Does your brand have a colour?
Is that how it gets spotted in a crowd? And recognised?
How about triggering associations?
All good so far?
Let’s call it an asset then.
One more question. Does the colour mean anything to people?
Or is it, you know, just a colour? A Pantone picked at random?
At this point, any designer reading this will be rolling their eyes. I mean, it’s almost rude.
Let’s take my brand colour as an example, because I know the designer, Jeffrey Steventon.
It’s a kind of blue. With a kind of gradient to it, dark to light. I call it ‘discerning blue’, which may be wishful thinking on my behalf.
In the early days of Closer to Brands we didn’t use it. The idea was to be all about the client’s brand, so it should be their logo on the document covers, in big close-up.
The blue came in with the website and then the start of this blog.
So I asked Jeffrey how he came to choose that colour. What does it mean?

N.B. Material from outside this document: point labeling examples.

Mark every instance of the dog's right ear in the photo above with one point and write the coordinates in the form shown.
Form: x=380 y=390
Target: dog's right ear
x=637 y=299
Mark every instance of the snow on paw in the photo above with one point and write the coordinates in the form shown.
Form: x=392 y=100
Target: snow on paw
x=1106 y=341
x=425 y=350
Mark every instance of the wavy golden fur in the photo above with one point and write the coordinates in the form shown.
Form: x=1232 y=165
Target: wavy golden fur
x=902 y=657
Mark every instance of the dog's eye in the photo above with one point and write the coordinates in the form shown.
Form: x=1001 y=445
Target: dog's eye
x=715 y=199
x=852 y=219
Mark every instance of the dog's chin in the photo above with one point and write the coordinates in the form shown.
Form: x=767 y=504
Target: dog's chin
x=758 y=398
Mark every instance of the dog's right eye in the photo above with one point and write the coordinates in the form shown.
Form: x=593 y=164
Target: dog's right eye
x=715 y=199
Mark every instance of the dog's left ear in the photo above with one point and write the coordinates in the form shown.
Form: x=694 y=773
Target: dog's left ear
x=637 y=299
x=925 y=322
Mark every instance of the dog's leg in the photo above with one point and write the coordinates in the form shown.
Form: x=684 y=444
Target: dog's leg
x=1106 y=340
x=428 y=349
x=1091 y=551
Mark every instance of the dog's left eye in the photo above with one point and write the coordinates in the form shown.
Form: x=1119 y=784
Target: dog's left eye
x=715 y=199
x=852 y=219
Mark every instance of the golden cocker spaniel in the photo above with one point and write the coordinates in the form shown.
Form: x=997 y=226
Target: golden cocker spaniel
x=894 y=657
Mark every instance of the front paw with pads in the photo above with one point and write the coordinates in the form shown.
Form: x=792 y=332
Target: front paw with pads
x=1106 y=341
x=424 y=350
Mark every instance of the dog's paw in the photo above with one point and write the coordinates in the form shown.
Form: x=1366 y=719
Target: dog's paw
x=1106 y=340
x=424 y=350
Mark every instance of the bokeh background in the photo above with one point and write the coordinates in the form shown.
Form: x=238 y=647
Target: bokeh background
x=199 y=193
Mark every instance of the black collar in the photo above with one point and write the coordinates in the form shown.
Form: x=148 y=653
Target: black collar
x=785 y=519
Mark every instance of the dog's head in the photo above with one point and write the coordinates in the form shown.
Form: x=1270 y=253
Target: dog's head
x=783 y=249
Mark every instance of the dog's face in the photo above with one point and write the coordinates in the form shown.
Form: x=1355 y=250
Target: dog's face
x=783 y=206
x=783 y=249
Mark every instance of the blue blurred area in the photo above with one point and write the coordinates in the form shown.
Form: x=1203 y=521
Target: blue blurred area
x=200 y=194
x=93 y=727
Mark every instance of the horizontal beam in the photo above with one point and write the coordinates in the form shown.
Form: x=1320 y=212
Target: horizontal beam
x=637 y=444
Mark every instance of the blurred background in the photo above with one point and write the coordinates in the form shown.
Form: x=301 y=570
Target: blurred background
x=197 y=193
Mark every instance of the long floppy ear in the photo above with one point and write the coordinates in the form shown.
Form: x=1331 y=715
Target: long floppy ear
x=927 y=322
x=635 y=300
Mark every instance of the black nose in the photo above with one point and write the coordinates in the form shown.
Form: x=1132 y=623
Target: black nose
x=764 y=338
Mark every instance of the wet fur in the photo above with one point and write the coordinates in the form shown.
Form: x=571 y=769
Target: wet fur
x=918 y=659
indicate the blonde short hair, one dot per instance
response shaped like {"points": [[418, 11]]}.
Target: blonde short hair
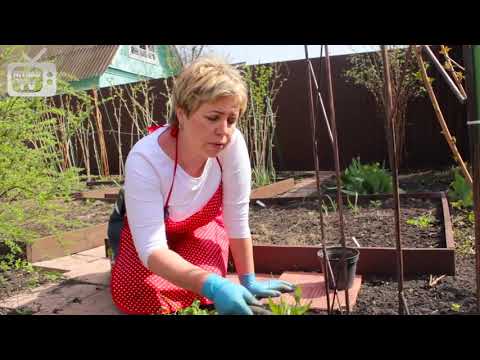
{"points": [[205, 80]]}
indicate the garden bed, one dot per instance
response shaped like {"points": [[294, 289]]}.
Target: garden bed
{"points": [[288, 231], [75, 226]]}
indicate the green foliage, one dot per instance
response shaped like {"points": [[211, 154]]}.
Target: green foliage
{"points": [[456, 307], [366, 179], [366, 70], [283, 308], [32, 171], [259, 121], [460, 193], [195, 309], [331, 206], [422, 222], [376, 204]]}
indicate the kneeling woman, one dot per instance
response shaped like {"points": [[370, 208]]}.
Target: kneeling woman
{"points": [[187, 191]]}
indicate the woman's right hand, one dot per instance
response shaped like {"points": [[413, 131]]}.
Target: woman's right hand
{"points": [[229, 298]]}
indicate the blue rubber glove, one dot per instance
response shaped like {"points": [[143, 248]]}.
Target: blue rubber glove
{"points": [[229, 298], [262, 289]]}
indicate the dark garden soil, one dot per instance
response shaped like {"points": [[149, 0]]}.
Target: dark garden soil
{"points": [[378, 295], [13, 282], [74, 215], [372, 224]]}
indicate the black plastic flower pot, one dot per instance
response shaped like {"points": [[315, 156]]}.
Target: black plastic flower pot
{"points": [[351, 259]]}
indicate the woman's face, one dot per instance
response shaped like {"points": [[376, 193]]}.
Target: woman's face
{"points": [[209, 129]]}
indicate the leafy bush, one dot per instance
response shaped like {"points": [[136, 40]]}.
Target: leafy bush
{"points": [[366, 179], [283, 308], [460, 192], [422, 222], [31, 175]]}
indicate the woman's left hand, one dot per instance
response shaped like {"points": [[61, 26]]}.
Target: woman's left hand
{"points": [[268, 288]]}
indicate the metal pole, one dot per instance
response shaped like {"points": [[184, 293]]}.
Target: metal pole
{"points": [[317, 176], [472, 76], [337, 169], [393, 165]]}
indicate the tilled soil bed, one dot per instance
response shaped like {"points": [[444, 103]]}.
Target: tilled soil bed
{"points": [[373, 225], [297, 223]]}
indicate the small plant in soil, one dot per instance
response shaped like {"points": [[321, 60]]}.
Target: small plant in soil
{"points": [[456, 307], [460, 193], [366, 179], [195, 309], [283, 308], [422, 222]]}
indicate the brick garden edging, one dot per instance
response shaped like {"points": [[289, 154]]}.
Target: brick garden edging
{"points": [[373, 260]]}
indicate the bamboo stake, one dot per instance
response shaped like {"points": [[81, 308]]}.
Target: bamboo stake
{"points": [[452, 71], [101, 137], [438, 112]]}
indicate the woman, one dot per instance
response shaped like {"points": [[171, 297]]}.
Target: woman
{"points": [[187, 191]]}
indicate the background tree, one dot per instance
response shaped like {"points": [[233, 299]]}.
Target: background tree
{"points": [[367, 70]]}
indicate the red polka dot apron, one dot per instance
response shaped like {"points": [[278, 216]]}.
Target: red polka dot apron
{"points": [[200, 239]]}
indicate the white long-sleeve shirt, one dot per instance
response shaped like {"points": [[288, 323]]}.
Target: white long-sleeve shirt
{"points": [[148, 177]]}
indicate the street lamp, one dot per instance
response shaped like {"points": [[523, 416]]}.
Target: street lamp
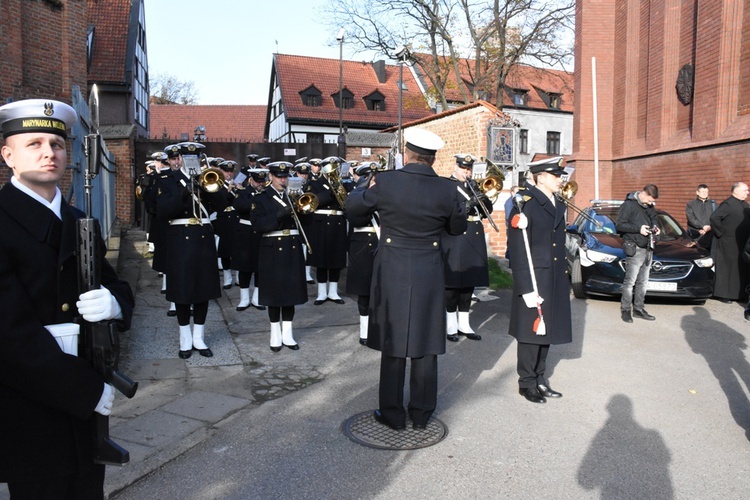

His answer was to stop asking stupid questions. The point being it’s silly asking about the meaning of one element of a design, unless the design only has one element.
Design works through a combination of shape, size, font, layout, space, image and context. There are also an infinite number of blues. Light is a spectrum.
I didn’t let him off with that.
So his thinking started with the function. The colour needed to be recessive, so it took second place to the client’s brand, and mid-toned, so it could work with both dark and light type as well as negative space.
The gradient gave it a sense of atmosphere and distance, like you’re looking at a place or context.
I kept nagging.
Maybe there was also something in the choice of a single colour. We’ve worked together a lot and he knows I’ll always turn up with a single-minded brief.
And if we were going to pick one colour, it made sense for it to be cool. Thoughtful.
We then got into a conversation about whether the colour gradient made it look a bit like gazing out at the sea and sky. Neither of us had ever mentioned this before, but that’s how we work together. Jeffrey trusts his instincts and I trust my response.
But now I thought about it, I liked that meaning, particularly the sea part. I have a strong motivation to dig deeply into both people and brands, in search of the emotional connection.
Jeffrey saw the sky more, maybe because he’s more concerned with getting somewhere, generally an approved design.
So I’m a diver and he’s a swimmer, but the image works for both of us. We agreed whilst disagreeing. No one’s right.
That’s because the truth is everything’s functional and emotional.
Some people are more rational, some more emotional.
And emotion comes in all sorts of shapes and sizes, which is why you need a map.
But if you want a design that does more than stand out and tell people it’s you, get yourself a designer.